Vulkan Irazú, Costa Rica

Der Vulkan Irazú ist mit seinen 3.432 Metern der höchste der sechs aktiven Vulkane Costa Ricas - © Isabella Wertschnig / Fotolia
© Isabella Wertschnig / Fotolia

Der Irazú ist der höchste der 6 aktiven Vulkane auf Costa Rica. 3 von seinen 4 Kratern können leicht erreicht werden, in seinem Hauptkrater befindet sich ein giftgrüner Schwefelsee, der bei den Besuchern ein beliebtes Fotomotiv darstellt.

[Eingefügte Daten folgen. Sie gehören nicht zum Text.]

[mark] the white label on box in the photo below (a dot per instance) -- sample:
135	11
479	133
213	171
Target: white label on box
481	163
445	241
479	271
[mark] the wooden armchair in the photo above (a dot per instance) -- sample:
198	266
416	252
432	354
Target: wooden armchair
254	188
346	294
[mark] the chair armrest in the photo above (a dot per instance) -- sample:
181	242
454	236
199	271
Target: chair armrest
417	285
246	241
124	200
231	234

Der Irazú ist mit seinen 3.432 Metern der höchste der sechs aktiven Vulkane Costa Ricas. Der mächtige Berg liegt ziemlich genau in der Mitte des Landes und verdankt seinen Namen der Indianersprache; Iztarú bedeutet „grollender Berg”. Rund um den imposanten Gipfel erstreckt sich ein über 2.000 Hektar großer Nationalpark, der 1955 als erster Nationalpark Costa Ricas gegründet wurde.

Der letzte große Ausbruch des Irazú ereignete sich im Jahr 1963 just zu der Zeit, als der damalige US-Präsident John F. Kennedy auf Staatsbesuch in Costa Rica weilte und der Vulkan somit wie „zur Begrüßung” Asche und Geröll 500 Meter hoch in den Himmel schleuderte.

Unterwegs zum Vulkan Irazú

Der Krater des Irazú ist vergleichsweise leicht zu erreichen. Von Carthago aus, das am Fuß des Vulkans liegt, führt eine etwa 30km lange Straße bis wenige hundert Meter an den größten Krater heran. Seine 300 Meter steilen Wände fallen in einen knapp 1 Kilometer durchmessenden extrem sauren Kratersee ab, der mit seiner gelb-grünen Schwefel-Färbung ein beliebtes Fotomotiv abgibt.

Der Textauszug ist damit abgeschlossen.